Chapter 3 Maximum Likelihood

So, remember that with maximum likelihood, we want to determine a distribution that best fits our data.

test

I assume you already have an intuituve understanding of what maximum likelihood is doing, and now I want to show you how you can programmatically do MLE. In a similar structure to the video, we will first jsut look at how we can calculate maximum likelihood for a simple normal distirbution, then apply it to regression models

3.0.1 MLE for random data

So, we will first just generate some random data from a specified distribution, and then see if we can reverse engineer the distribution using maximum likelihood.

Let’s generate 10 data point that are drawn from a distribution with mean (\(\mu\)) of \(0\) and varaince (\(\sigma\)) 1

set.seed(185)
data = data.frame(y = rnorm(10, mean = 0, sd = 1))
data$y

##  [1] -1.5312481  0.7163078  0.3149509  0.3991166 -0.7848094 -0.7860068
##  [7] -0.6427575  0.1737502 -0.1698537  2.4400214

Remember that calculating likelihood, just involved calculating the propobability of observing each given \(x\) value under a given distribution.
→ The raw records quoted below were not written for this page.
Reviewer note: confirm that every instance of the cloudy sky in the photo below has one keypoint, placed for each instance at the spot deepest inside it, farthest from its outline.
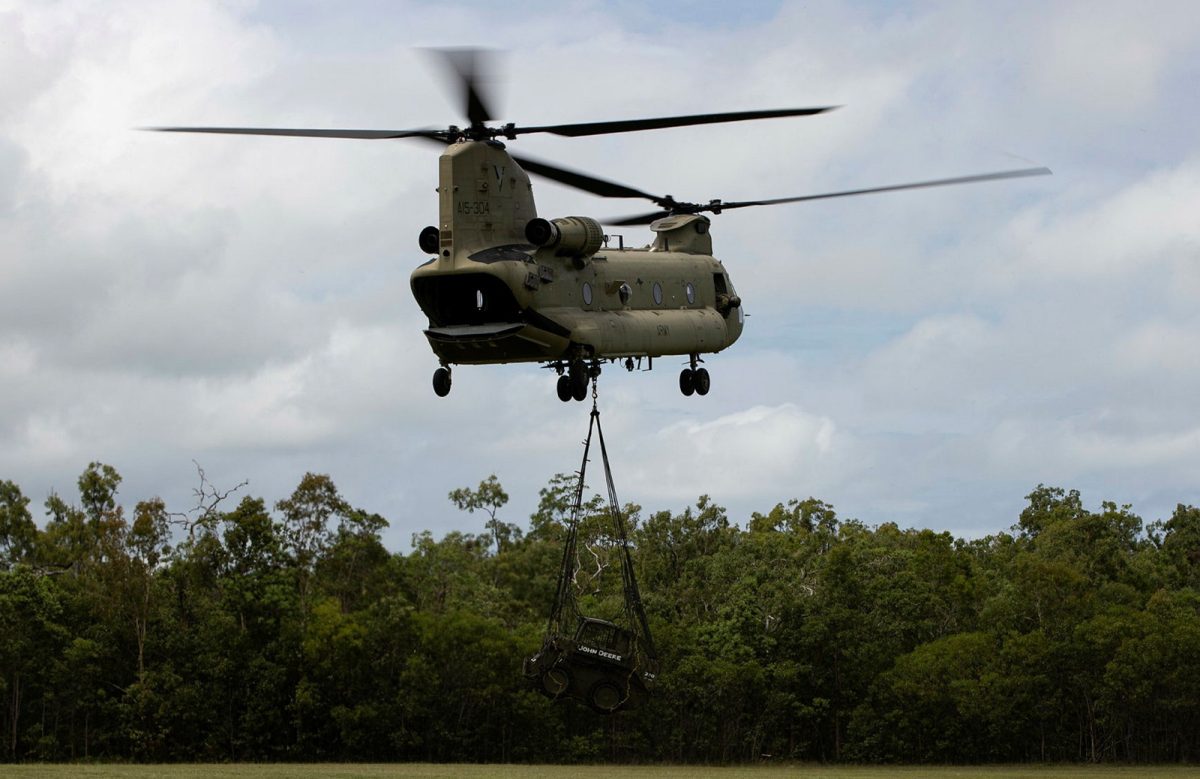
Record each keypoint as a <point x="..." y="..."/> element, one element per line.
<point x="924" y="358"/>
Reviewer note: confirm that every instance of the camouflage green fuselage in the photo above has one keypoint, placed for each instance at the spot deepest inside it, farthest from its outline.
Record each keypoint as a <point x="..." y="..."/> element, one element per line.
<point x="492" y="295"/>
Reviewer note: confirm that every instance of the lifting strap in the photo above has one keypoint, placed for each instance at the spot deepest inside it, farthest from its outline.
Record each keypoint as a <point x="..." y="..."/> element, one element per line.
<point x="564" y="598"/>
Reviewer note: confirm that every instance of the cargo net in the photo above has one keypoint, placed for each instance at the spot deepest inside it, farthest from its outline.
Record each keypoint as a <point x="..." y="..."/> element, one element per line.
<point x="607" y="664"/>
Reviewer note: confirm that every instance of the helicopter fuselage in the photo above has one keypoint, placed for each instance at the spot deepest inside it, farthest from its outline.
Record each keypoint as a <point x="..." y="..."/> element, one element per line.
<point x="505" y="286"/>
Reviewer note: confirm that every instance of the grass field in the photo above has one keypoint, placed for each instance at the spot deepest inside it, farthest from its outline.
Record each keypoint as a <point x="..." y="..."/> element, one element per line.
<point x="426" y="771"/>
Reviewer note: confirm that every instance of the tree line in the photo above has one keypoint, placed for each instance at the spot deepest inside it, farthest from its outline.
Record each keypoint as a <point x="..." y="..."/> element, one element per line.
<point x="240" y="631"/>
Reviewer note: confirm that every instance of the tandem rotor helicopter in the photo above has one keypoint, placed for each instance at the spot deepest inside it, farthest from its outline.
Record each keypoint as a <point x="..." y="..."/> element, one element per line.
<point x="504" y="285"/>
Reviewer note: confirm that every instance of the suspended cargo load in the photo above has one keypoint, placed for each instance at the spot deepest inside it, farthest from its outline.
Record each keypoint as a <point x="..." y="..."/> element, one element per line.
<point x="606" y="665"/>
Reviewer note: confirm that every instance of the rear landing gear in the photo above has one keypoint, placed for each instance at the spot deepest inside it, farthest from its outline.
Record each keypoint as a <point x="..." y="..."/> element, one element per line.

So, lets fit some distributions to these data and see what their likelihood is.

y.all = seq(-3,3,0.1) #generating a list of values to build a curve
Pr = dnorm(y.all, mean = 0, sd = 0.5) #first curve has mean = 0 and sd = 0.2
Pr2 = dnorm(y.all, mean = 0.5, sd = 1) #second curve has mean = 0.5 and sd = 1
Pr3 = dnorm(y.all, mean = 0, sd = 1) #third curve has mean = 0.5 and sd = 1
plot(Pr ~ y.all, type = "l", ylim = c(0,0.8))
lines(Pr2 ~ y.all, type = "l", col = 36)
lines(Pr3 ~ y.all, type = "l", col = 21)
Pr.data = dnorm(data$y, mean = 0, sd = 0.5) 
Pr.data2 = dnorm(data$y, mean = 0.5, sd = 1)
Pr.data3 = dnorm(data$y, mean = 0, sd = 1)
points(Pr.data~data$y)
points(Pr.data2~data$y)
points(Pr.data3~data$y)

This gets a bit messy, but we can see that these data could come from any of these three distributions. So, if we want to determine the total likelihood of each of these distributions, we just need to calculate the product of the probabilities of each datum under the given distribution. The equation for our Total Likelihood for each distribution is:

\[ L(\mu, \sigma|x_1,\dots, x_n) = \prod_{i=1}^n\frac{1}{\sqrt{2\pi\sigma^2}}e^\frac{(x_i - \mu)^2}{2\sigma} \]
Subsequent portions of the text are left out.